In response to the $10aDay campaign and our amazing supporters – and based largely on our $10aDay Plan – the BC Government has started to build a system of quality, affordable, universal child care.
The federal government has followed suit, with historic levels of funding to provinces and Indigenous peoples to achieve $10aDay child care across Canada, and the goals set out in the Indigenous Early Learning and Child Care Framework.
The good news is government has achieved some real milestones that are life-changing for families. The worrying news is that big roadblocks remain in the way of further progress, and BC isn't yet acting fast enough to implement solutions. Here's where we're at:
What we’ve achieved, together
Governments on board: After 50+ years of advocacy, the BC and federal governments have committed to build a universal $10aDay child care system.
13,261 $10aDay spaces created: And 30,500 additional new licenced spaces funded since 2018.
Slashed fees: For families not yet in $10aDay programs, monthly fees in full-day programs reduced by up to $900/month per child under 6.
Higher wages: Most early childhood educators now receive a $4/hour publicly-funded wage top-up.

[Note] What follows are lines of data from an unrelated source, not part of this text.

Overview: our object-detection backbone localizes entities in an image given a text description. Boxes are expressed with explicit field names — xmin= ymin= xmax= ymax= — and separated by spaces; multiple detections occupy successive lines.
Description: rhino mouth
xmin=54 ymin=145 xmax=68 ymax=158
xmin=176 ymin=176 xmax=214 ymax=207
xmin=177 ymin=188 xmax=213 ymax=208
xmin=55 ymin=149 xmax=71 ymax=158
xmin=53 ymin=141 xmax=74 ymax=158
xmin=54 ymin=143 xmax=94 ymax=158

ECE Bursaries: more than 7,000 post-secondary students received bursaries towards their education.
Some current challenges
Recruitment & retention crisis: We don’t have enough early childhood educators. 45% of child care programs are losing more staff than they can hire.

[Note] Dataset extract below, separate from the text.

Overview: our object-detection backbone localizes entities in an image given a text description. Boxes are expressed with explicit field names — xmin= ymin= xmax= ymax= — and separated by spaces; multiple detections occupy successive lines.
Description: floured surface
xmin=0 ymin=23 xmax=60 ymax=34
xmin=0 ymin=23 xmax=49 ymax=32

Messy operating funding: BC currently uses a combination of six different operating funding programs, resulting in inconsistent fees, wages, and often-inadequate day-to-day funding levels across the system, putting existing child care spaces at risk.

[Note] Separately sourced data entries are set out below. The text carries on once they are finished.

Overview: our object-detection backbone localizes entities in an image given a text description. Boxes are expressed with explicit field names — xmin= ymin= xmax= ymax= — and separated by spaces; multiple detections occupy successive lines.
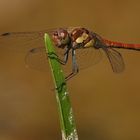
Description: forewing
xmin=0 ymin=32 xmax=45 ymax=52
xmin=0 ymin=29 xmax=59 ymax=52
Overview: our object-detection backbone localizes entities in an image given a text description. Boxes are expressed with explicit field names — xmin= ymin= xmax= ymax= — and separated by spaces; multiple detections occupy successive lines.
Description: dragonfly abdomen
xmin=103 ymin=39 xmax=140 ymax=51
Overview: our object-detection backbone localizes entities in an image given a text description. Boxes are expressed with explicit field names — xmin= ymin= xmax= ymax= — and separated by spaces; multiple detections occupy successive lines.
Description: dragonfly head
xmin=52 ymin=28 xmax=70 ymax=49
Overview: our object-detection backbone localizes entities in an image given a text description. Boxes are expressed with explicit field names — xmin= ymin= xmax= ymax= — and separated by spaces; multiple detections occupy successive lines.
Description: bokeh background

Haphazard expansion: BC’s current child care expansion model leans on individual local organizations to do all of the work (apply for funding, plan, design, and build new spaces) often within unrealistic budget caps, leading to slower expansion and inconsistent quality.
Some priorities for action
Fair wages for early childhood educators: Move from the current top-up to a BC wide wage grid of at least $30 to $40/hr based on qualifications and experience.
Convert all licensed care to $10aDay: Move to a single unified public funding model that caps all parent fees at $10aDay, funds an ECE wage grid, and covers other costs of high-quality care, across the entire publicly-funded system.
Provincially planned expansion: As with K-12 (coordinated by School Districts), systematically plan the build-out of universal child care with public, non-profit, and Indigenous partners.